We must also consider how the proposed requirements intersect with the existing two-strikes rule for listed companies. Boards do not create remuneration structures in isolation. Boards are already under pressure to balance competing demands from different sets of stakeholders – investors, proxy advisers, regulators and customers.
Some may argue that these proposals are limited to the Financial Services sector in response to Royal Commission. We start from the assumption that these prescriptive standards eventually will translate into other sectors.
In his first major policy speech after the May election, the Prime Minister spoke of ‘provoking the animal spirits’ in our economy by removing regulatory and bureaucratic barriers to businesses investing and creating more jobs. With the rate of economic growth at the start of this year slumping to its slowest pace since 2009 and the GFC, we cannot afford initiatives that add to the regulatory burden facing companies.
If our goal is to prevent misconduct from occurring again, then we will be disappointed with prescriptive reforms. Misconduct will occur in large complex organisations. What boards are tasked to do is to create an environment where strong internal controls promote compliance, identify misconduct when it occurs, and provide remedy swiftly.
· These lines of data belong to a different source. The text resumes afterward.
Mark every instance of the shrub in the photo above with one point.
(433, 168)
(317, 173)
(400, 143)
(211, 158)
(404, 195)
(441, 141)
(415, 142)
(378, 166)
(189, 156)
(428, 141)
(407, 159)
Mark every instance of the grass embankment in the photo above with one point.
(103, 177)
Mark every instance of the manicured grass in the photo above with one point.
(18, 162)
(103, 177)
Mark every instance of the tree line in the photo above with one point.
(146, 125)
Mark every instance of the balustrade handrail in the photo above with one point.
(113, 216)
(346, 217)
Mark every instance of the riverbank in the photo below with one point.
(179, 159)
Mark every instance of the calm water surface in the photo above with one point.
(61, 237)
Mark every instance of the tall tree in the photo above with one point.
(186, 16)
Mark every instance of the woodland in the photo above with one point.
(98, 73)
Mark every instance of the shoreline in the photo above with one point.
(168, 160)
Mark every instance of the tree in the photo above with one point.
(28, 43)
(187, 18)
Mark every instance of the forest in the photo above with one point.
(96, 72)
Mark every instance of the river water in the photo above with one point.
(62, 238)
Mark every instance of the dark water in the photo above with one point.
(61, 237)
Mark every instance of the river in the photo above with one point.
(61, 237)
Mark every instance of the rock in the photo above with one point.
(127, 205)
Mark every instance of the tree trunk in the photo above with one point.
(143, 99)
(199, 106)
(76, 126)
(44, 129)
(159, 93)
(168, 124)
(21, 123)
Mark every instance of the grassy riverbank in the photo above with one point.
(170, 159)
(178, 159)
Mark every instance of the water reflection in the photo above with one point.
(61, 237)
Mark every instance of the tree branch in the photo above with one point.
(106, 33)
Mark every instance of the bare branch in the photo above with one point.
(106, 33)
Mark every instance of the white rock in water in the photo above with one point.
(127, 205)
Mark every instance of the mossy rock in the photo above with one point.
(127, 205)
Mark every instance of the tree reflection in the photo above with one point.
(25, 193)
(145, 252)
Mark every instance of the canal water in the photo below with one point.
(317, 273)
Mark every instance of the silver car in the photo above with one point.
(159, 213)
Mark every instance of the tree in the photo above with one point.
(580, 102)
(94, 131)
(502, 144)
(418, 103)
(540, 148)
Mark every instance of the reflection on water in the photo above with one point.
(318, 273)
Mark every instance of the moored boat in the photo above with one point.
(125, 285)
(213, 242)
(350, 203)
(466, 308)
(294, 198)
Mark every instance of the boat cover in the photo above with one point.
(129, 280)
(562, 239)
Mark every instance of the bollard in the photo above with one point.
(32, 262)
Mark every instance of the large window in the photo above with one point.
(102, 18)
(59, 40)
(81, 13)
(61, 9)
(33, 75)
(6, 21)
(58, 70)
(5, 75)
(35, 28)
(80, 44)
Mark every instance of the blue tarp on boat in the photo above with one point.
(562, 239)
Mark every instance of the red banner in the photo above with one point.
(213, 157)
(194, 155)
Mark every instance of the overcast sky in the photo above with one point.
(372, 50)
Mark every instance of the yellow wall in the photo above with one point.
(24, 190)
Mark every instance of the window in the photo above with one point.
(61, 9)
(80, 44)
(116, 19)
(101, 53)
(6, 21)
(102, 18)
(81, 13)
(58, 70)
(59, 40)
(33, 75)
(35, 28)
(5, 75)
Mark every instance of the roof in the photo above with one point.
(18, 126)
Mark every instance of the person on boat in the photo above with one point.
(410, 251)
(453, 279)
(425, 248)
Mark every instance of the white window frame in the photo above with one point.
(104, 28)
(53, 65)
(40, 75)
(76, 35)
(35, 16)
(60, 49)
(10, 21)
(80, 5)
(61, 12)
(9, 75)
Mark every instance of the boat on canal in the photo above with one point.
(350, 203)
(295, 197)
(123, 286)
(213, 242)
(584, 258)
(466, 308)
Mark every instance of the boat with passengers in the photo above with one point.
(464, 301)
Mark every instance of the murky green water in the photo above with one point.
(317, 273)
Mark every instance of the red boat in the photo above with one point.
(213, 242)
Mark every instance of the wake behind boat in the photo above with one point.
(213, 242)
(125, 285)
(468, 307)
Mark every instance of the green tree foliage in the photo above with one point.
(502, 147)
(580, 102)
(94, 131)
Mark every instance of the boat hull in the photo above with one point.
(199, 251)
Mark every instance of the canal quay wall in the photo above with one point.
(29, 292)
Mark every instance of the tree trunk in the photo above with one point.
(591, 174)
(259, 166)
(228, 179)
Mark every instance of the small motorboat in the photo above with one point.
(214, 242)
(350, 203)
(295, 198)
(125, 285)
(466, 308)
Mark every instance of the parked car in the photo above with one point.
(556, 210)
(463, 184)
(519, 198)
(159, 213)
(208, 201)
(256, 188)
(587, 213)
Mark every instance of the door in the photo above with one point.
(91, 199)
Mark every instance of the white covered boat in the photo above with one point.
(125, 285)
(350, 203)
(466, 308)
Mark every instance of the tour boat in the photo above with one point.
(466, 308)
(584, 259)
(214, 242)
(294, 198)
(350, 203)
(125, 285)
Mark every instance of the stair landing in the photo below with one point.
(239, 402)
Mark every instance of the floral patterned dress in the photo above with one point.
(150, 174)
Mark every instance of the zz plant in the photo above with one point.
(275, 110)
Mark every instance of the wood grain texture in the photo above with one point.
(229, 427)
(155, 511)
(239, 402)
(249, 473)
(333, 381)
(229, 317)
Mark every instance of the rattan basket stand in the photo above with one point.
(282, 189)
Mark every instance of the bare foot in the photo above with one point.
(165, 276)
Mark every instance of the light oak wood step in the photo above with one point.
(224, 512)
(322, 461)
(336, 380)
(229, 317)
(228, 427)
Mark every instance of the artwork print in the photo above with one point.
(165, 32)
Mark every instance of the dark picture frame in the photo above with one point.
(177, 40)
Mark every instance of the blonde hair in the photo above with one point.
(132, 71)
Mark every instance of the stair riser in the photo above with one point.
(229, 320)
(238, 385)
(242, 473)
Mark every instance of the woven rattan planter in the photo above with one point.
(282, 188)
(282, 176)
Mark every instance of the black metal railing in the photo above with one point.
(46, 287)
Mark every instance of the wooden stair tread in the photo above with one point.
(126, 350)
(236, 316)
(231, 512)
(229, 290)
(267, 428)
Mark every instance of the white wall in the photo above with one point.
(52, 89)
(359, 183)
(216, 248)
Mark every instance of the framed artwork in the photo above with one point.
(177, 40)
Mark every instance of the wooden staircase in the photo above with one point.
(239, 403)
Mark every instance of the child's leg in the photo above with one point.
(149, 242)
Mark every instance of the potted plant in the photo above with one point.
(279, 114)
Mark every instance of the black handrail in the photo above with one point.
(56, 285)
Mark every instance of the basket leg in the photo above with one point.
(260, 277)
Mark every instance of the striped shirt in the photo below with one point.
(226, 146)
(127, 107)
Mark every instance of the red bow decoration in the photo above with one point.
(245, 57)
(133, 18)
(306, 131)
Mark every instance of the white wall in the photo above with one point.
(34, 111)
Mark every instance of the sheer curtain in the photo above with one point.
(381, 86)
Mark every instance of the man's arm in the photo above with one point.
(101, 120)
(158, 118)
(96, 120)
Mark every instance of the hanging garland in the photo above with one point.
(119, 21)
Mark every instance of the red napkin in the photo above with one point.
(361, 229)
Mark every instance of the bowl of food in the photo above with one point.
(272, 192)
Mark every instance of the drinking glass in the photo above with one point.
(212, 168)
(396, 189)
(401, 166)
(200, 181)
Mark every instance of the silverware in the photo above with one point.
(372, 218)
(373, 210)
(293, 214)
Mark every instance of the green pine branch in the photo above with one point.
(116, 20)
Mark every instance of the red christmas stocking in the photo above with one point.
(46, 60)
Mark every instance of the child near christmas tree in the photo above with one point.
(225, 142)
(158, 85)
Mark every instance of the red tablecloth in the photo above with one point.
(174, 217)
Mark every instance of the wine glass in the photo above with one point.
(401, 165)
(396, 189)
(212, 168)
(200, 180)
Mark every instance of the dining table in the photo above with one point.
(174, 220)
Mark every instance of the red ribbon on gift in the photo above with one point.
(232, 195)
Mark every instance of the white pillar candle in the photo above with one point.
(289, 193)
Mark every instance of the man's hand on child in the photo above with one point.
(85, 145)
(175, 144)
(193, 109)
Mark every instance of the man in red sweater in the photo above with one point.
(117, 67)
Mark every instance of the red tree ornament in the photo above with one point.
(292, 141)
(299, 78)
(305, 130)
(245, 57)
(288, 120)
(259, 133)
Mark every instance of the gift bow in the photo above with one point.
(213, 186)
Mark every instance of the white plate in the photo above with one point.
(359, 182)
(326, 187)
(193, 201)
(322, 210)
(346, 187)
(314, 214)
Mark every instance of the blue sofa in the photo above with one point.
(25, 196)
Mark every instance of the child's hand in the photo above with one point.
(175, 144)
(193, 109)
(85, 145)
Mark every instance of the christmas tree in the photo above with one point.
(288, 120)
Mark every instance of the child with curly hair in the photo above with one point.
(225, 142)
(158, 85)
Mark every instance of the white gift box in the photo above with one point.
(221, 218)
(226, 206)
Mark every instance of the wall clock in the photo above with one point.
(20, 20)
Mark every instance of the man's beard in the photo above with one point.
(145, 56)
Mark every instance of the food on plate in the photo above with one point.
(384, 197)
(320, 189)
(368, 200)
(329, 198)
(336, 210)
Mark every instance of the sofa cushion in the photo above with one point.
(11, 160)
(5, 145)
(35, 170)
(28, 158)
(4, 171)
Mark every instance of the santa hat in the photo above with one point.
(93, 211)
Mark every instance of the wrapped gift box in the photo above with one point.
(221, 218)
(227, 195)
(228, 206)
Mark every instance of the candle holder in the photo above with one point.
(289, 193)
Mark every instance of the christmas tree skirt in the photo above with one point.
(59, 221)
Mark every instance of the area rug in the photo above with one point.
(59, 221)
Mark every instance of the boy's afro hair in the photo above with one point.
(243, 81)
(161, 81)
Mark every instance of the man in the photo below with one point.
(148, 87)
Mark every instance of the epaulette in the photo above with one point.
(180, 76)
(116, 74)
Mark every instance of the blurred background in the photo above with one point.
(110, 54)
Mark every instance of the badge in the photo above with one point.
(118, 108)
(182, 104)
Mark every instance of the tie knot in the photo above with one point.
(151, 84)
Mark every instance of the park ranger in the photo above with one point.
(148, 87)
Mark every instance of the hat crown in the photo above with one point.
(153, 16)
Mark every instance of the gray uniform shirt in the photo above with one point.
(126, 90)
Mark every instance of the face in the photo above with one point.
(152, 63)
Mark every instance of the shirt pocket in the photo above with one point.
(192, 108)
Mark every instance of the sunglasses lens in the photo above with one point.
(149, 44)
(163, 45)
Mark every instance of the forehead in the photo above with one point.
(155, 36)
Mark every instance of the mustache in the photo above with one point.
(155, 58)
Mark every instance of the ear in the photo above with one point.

Most importantly, boards must hold themselves and executives to account when there have been failures.
The task of restoring trust in our governance frameworks is challenging. It is essential that we succeed, for the benefit of society.
It will require a commitment to principle: that the role of regulators is to regulate and enforce the law, that boards oversee and govern, and that executives manage the organisation. And we’re all held to account.